WirtschaftsBlatt Kommentar vom 28.1.2006: Bawag: Selbstverschuldetes Unglück - von Arne Johannsen

Wien (OTS) - Fast könnte man Mitleid haben. Kaum ist die Recfo-Affäre aus den Schlagzeilen verschwunden, erwischt es die Bawag schon wieder. Der Oberste Gerichtshof hat der Bank eine kräftige Watsche verpasst und die Verrechnungspraxis der Bawag für Sparbuch-Zinsen für rechtswidrig erklärt. Der Vorwurf: Zinserhöhungen seien zu spät an die Kunden weitergegeben worden.

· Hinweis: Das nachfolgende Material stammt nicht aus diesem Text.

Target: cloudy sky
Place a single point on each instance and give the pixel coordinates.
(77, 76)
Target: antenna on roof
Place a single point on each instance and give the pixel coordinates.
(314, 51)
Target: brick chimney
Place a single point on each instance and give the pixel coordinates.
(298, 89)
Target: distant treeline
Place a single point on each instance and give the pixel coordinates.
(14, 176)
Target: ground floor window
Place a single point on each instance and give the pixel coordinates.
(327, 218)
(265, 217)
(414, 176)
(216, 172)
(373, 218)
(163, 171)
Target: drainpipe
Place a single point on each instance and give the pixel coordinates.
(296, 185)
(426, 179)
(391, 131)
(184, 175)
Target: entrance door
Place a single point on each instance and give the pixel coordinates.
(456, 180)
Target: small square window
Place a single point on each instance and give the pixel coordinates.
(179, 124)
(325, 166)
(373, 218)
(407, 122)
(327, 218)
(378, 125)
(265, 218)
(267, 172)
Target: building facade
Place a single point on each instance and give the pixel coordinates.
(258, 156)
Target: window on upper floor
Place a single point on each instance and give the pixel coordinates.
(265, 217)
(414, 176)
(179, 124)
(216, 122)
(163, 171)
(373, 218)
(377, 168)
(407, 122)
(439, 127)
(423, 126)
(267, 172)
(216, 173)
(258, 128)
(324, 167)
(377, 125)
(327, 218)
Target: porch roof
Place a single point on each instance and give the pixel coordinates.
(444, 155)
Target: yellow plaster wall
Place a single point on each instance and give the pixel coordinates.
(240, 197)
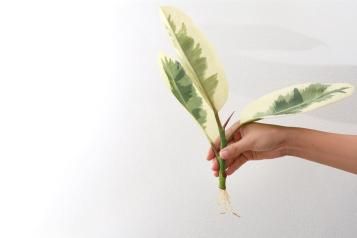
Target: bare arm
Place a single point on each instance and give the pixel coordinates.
(258, 141)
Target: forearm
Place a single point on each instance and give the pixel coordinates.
(336, 150)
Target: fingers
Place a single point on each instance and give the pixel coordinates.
(232, 134)
(234, 150)
(215, 166)
(236, 165)
(211, 154)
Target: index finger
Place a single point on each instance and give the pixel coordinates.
(229, 133)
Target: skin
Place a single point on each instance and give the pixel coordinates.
(257, 141)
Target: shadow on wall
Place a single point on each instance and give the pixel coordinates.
(275, 75)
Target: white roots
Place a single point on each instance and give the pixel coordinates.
(225, 203)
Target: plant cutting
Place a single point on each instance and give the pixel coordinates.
(198, 82)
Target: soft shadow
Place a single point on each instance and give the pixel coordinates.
(255, 77)
(262, 37)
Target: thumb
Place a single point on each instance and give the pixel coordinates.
(234, 150)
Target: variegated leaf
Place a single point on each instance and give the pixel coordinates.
(186, 93)
(197, 57)
(295, 99)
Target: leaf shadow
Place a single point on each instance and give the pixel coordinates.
(262, 76)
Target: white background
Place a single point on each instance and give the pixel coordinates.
(92, 144)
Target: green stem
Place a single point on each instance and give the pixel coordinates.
(221, 162)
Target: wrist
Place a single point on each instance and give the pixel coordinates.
(290, 138)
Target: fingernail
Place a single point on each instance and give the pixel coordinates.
(223, 153)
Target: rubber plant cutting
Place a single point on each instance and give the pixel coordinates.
(196, 78)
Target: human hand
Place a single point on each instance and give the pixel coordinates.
(254, 141)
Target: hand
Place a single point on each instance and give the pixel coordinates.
(254, 141)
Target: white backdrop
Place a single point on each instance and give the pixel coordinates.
(92, 144)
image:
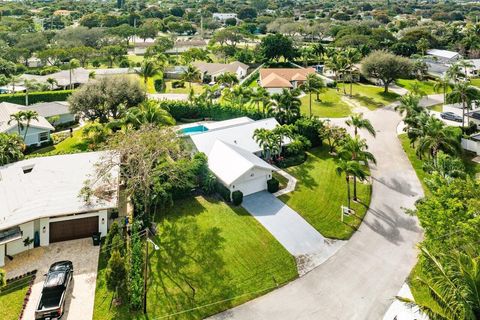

Diese könnten den Zinsentgang jetzt nachfordern - mehr als zehn Jahre rückwirkend. Für den neuen Bawag-Chef Ewald Nowotny ist das bitter. Während er versucht, die Bawag in ruhigere Gewässer zu steuern, fällt ihm in aller Öffentlichkeit eine Altlast nach der anderen auf den Kopf. Doch Mitleid ist nicht angebracht. Denn die Bawag trifft das Gerichtsurteil nicht zufällig - und nicht unverdient. Das frühere Management hat mass-geblich dazu beigetragen, die Bank in diese Situation zu manövrieren.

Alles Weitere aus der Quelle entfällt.